You’ll want to double the recipe up front. I’m just trying to save you time, because once you taste it you’ll become annoyed that there’s too little of it to go around for the rest of the week. And then you’ll find yourself fishing out all those dirty measuring spoons and cups from the sink, washing them, and having to start all over again to make a second batch right on the spot. (Who wants to clean a garlic press more than once?) Hassle.
But once you do, so worth it. All week long you’ll use it as a topping for just about everything. Grilled or roasted sweet potatoes. A big Everything Salad (that one with no recipe, but which has everything you can think of that hasn’t already gone bad in your refrigerator). A dip for vegetable crudités. Especially sublime drizzled over avocados.

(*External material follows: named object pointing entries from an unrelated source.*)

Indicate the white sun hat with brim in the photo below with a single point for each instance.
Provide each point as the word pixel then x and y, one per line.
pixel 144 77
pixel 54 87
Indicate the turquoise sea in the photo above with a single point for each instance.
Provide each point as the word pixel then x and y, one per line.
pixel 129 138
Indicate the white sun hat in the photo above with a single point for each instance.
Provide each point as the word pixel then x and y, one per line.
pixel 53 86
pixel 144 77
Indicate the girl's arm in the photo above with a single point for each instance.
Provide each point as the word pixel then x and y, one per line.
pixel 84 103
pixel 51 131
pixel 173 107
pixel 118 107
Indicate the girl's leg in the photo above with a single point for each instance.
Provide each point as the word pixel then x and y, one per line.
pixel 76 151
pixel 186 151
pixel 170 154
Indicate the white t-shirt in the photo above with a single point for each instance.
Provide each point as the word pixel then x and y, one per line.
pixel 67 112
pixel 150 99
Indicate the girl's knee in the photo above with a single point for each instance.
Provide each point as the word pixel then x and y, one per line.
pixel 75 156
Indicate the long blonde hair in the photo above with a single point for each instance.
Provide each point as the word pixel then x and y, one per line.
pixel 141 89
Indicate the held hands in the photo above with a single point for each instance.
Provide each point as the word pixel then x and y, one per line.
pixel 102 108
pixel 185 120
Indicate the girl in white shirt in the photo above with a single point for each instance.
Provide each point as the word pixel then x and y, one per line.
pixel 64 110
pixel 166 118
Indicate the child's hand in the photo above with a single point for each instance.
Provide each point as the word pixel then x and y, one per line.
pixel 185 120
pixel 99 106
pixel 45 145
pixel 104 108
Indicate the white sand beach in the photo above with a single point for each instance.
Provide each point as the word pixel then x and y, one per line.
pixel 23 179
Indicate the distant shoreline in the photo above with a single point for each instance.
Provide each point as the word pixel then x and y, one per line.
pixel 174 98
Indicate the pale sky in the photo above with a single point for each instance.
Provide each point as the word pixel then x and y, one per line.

2 Tbsp. yellow miso paste (I use a lower-sodium, gluten-free version by Eden Foods called Shiro)
3 Tbsp. rice vinegar
1 Tbsp. light agave nectar
1/4 tsp. sea salt
1/4 tsp. freshly ground black pepper
1/2 shallot, minced
1 garlic clove, minced
1 Tbsp. Dijon mustard (I use Grey Poupon)
Juice of 1/2 lemon
1/2 cup safflower oil
1 Tbsp. minced fresh chives
Instructions: Place all but the oil and chives in a food processor (or high-powered blender like Blendtec or Vita-Mix) and pulse to combine. With the motor running, slowly add the oil in a thin stream until the vinaigrette is emulsified. (Optional: if the consistency is too thick for you, add 1 Tbsp. of water.) Fold in the chives. Toss with whatever you’re making, and serve. Enjoy!